Whatever happened to Death In Venice’s Bjorn Andresen?

Death In Venice made him one of the most recognisable faces on the planet. "That was when the madness started," says Bjorn Andresen today

Bjorn Andresen returns to Venice’s Lido beach in The Most Beautiful Boy In The World Photo: Mantaray Film
Bjorn Andresen returns to Venice’s Lido beach in The Most Beautiful Boy In The World.

Credit: Mantaray Film

When he was just 15 years old, Bjorn Andresen from Stockholm had one of the most famous and adored faces in the world. But it wasn’t his. And, in many senses, he would never own it again.

After a lengthy search, Andresen was cast by Luchino Visconti as Tadzio in Death in Venice, the beautiful boy with whom the ageing composer Aschenbach (Dirk Bogarde) falls lustfully in love at the Grand Hotel des Bains, in the 1971 film version of the novella by Thomas Mann. Andresen’s performance and piercing beauty made him an instant idol.

But Visconti maintained image rights over the face of his discovery, exerting control over him for a further three years. It was Visconti who had dubbed Bjorn “The Most Beautiful Boy in the World” which the press had lapped up, but now the dictatorial director wouldn’t let anyone else touch him, despite a worldwide clamour for the beauty, from all ages and all sexes. “It ruined my life,” says Andresen now.

And ‘now’ is a documentary and a hard cut: from the glamour of the Death in Venice London premiere in front of the Queen and Princess Anne, to a squalid, tiny flat in Stockholm from which the aged Bjorn is about to be evicted. He lives in a mess and he is a mess. So what has happened to that beautiful boy we’ve just seen in the clips?
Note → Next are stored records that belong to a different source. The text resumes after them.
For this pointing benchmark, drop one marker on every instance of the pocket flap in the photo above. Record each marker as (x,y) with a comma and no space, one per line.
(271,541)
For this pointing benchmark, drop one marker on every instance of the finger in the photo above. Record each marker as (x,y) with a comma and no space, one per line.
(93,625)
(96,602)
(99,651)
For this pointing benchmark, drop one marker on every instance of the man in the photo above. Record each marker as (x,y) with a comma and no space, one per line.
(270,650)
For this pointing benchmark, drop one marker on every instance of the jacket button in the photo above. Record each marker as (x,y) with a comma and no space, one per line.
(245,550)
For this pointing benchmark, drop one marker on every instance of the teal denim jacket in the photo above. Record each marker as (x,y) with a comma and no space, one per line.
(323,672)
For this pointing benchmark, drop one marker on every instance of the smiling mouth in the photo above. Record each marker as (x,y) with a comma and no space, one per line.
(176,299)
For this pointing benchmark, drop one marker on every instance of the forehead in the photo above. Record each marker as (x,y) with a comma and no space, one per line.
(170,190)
Bjorn Andresen is tall and skinny but with fantastic silver hair fizzing down way past his shoulders and a full, hipster-ish beard. There’s something of a lion about him, crossed with some kind of ghostly, waifish mythical Scandinavian creature. It’s as if he’s hiding that beauty away, although as the film goes on, you start to see it shine through, the soft teenage beauty stiffened and lined but the bone structure still striking, almost regal.

He’s now the subject of Swedish documentary The Most Beautiful Boy in the World, directed by Kristina Lindstrom and Kristian Petri, who followed Bjorn for five years to make their very touching, often sad film. It’s a film that reflects the fleeting, ungraspable essence of beauty conveyed by Visconti and Mann in Death in Venice, dealing also with the vagaries of fame, the cruelties of the film business, the destructive nature of art and the slow march of time.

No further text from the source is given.